Qunatification of Dynamic Interactions of DBD Plasma Discharges with Water and Ice Pertinent to Wind Turbine Icing Mitigation

An experimental study was performed to characterize the Dielectric-Barrier-Discharge (DBD) plasma discharges interacting with a complex multiphase system (i.e., air, water and ice) associated with ice accretion process over blade surfaces in the context of wind turbine icing mitigation. The experimental study was carried out in the Icing Research Tunnel available at Iowa State University (i.e., ISU-IRT) to generate typical wind turbine icing conditions with adequate liquid water content (LWV) levels in the frozen cold incoming airflows. An array of DBD actuators were embedded over the surface of an airfoil/blade model were supplied with high voltages in either alternating current for AC-DBD plasma actuation or nanosecond pulses for ns-DBD plasma actuation.

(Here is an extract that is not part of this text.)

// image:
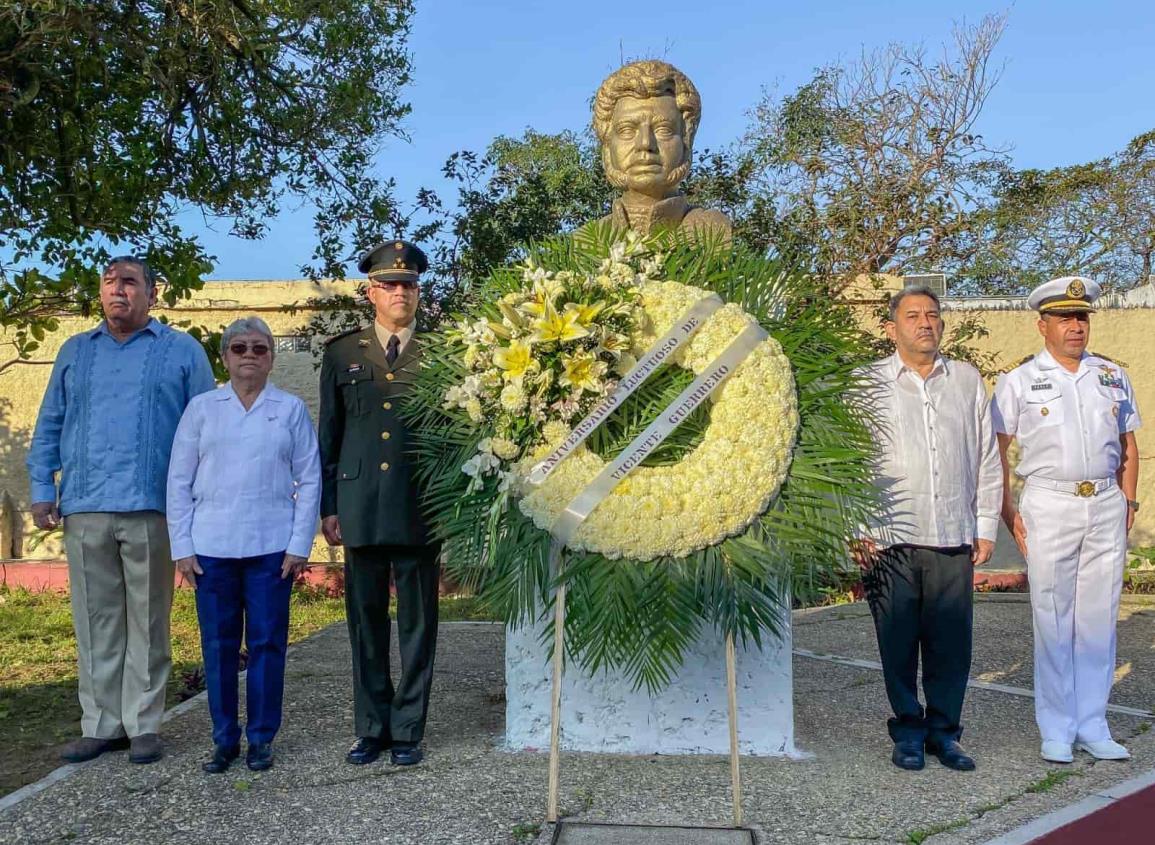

During the experiments, in addition to using a high-resolution imaging system to record the dynamic anti-/de-icing operation over the airfoil/wing surface upon switching on the DBD plasma actuators, a high-speed Infrared (IR) thermal imaging system is also utilized to quantitatively map the temperature distributions over the surface of the airfoil/wing to characterize the effects of DBD plasma actuations on the coupled heat and mass transfer of the ice accretion process. The findings derived from the present study are very helpful to explore/optimize design paradigms for the development of novel plasma-based anti-/de-icing strategies tailored specifically for wind turbine icing mitigation to ensure safer and more efficient wind turbine operation in atmospheric icing conditions.